If you happened to be free on Wednesday evenings, you turned up at the athletic track at the NIE. Dominic, an outdoorsman, initiated the idea for the weekly run. He helped organize previous Amazing Races for the church, and various treetop walks and hikes for interested members. Christina and Cindy, also with phys-ed backgrounds, co-lead and bring up the rear for the group.
The seven o’clock sky would still be a wash of azure blue, with clouds glowing from the defiant rays of the departing sun. The basketball courts, the tennis courts, the track, the field, are teeming with squads and platoons of the young and the athletic, running, training, playing friendly matches, doing presses and pushups. It is breezy out here, and the wind is suffused with energy emanating from people in perpetual athletic motion. Shrill game whistles, shouts and cheers add to the energizing buzz on the track.
It is here you would also see us, this group of runners from New Life Christian Church. The workday is done, and everyone is anticipating a good workout around the green glades of the Botanic Gardens.
We start off on a prayer and hit the asphalt at a gallop. It’s true. In a minute, I am overtaken first by a few, then all the members, but I don’t mind. It will be a fairly long route, with a bit of heavy going in the middle.

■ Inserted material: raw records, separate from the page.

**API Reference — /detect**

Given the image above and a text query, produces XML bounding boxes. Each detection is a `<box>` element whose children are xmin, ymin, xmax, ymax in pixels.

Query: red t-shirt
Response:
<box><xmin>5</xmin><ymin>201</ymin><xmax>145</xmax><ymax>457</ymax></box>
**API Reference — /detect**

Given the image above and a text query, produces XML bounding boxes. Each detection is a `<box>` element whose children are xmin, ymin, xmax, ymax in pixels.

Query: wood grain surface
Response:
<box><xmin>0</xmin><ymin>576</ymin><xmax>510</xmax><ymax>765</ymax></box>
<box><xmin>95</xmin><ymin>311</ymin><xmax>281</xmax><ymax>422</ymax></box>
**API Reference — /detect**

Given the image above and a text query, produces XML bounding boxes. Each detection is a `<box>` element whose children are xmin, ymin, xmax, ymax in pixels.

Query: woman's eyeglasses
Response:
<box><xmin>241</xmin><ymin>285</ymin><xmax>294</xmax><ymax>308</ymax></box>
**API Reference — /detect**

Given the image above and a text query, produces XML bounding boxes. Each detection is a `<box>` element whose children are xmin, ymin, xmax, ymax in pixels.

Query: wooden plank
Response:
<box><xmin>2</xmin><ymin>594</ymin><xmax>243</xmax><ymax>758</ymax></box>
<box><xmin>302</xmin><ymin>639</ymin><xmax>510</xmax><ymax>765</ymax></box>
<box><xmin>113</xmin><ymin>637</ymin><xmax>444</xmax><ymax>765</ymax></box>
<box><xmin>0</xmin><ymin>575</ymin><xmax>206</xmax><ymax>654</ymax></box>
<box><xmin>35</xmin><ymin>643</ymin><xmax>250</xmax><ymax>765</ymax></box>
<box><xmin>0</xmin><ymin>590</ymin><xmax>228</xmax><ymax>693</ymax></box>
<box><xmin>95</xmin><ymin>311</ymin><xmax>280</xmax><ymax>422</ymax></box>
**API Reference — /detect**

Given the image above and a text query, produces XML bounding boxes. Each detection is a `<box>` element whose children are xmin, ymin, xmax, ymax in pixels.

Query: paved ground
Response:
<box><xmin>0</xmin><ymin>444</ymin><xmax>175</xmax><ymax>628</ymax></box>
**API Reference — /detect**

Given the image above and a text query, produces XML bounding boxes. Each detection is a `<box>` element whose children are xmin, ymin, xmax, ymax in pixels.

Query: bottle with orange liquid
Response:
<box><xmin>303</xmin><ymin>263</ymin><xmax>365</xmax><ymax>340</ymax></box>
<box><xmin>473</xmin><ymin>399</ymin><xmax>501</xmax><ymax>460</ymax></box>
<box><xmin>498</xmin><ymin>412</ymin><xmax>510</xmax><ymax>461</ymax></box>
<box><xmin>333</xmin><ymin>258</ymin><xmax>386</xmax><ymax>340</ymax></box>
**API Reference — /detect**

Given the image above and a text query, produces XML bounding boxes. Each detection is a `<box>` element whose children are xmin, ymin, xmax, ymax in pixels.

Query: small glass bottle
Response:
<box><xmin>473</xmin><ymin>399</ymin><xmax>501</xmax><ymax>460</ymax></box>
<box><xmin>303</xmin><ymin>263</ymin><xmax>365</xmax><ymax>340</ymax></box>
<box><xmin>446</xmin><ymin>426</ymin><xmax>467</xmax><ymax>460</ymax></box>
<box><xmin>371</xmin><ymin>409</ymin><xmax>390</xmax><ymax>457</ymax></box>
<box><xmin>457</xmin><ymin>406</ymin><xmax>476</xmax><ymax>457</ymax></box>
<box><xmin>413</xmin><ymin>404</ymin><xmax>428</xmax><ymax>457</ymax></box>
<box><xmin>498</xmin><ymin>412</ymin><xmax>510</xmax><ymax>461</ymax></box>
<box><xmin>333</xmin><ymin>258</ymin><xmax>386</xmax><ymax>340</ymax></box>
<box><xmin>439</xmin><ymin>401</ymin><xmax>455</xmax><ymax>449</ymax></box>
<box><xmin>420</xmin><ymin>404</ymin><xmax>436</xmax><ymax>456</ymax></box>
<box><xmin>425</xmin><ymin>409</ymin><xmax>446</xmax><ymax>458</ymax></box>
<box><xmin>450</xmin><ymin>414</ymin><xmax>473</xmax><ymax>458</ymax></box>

Cindy paces me. She chats leisurely as though we were taking an evening stroll in the Gardens, admiring the tall trees darkening as we pass them by in the fading light. As my breaths get shorter and shorter, she points out a tiger orchid plant along the way, which apparently only blooms once a year. I should feel privileged to catch the bloom at this precious random moment, but my mind is distracted by the heaviness in my legs and I’m feeling breathless.
We run pass the open-air concert grounds, the pond where the ducks are falling asleep, and on towards the grand wrought-iron gates of the Garden facing Cluny Road. We bypass fellow members who by now are circling back. I have a favourite part—obviously downhill—but that means first running up a path with a slight incline for 200 metres.
Going downhill offers me less resistance and helps me pick up a little speed for a while, but I need to save my energy for the last leg, when we run through the annexe of the Garden that borders Bukit Timah. Reach the annexe and I know I will make it [without stopping].
A strong breeze greets us full force there, and Cindy says it’s like eating air. I forget my aching calves and throbbing head. Finally, we reach the deserted entrance to the Jacob Ballas Children’s Garden. I can stop now. Everyone is exhilarated at reaching the destination, and the jokes, the affirmations abound as we acknowledge each other for having made it, for running well. Cheeks glow, forearms and legs glisten; it’s a sweaty affair as Dominic leads us in the warming down stretches.
Soon, we find ourselves at a hawker center. Perspiring profusely and burning off 400 calories (or more) is justification to order 1000-calorie delights swimming in lard or sugar. Oyster omelette appears alongside carrot cake. Stingray with belacan, kway chap and noodles find company with bowls of cheng tng topped with glaciers of shaved ice.
The runners eat. We chat with an affinity that stems from a common bond forged first by the agony, and then the ecstasy.